LUKE 12:13-21: This parable contains a picture more than a point. If we seek security in our material possessions, we should let the picture of the rich farmer fill our vision. Soon, says Jesus, our full barns will mean nothing, because our souls will be required of us.



The story begins with a man stepping out of the crowd and asking Jesus to judge between his claims and those of his brother. Jesus is a well regarded holy man, and people came to holy men with requests like this. The laws of inheritance provided that the older brother would receive a double portion of the inheritance (Deut 21:17). If the father had no sons, his possessions were to be divided among his daughters (Num 27:1-11), but his daughters were then required to marry within their father's tribe so that his possessions would not leave the tribe (Num 36:7-9). Jesus rejected the role of divider. He did not want to contribute to a man's greed. So he said, "Beware of greed. A man's life does not consist of the abundance of his possessions."

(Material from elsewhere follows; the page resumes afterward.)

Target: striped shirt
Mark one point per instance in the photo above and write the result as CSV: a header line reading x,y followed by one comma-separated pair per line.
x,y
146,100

Then he told the story of a man who had such an abundance. His lands produced so many crops that he had no place to store them. So he said, "I will pull down my barns and build larger ones, where I will store my grain and goods. Then I will retire early and say, Take your ease. Eat, drink, and be merry." But God said, "You fool. This night your soul will be required of you."



Whenever we are satisfied with our life because we have gained more than we need to live, we need to let this story settle in upon our minds.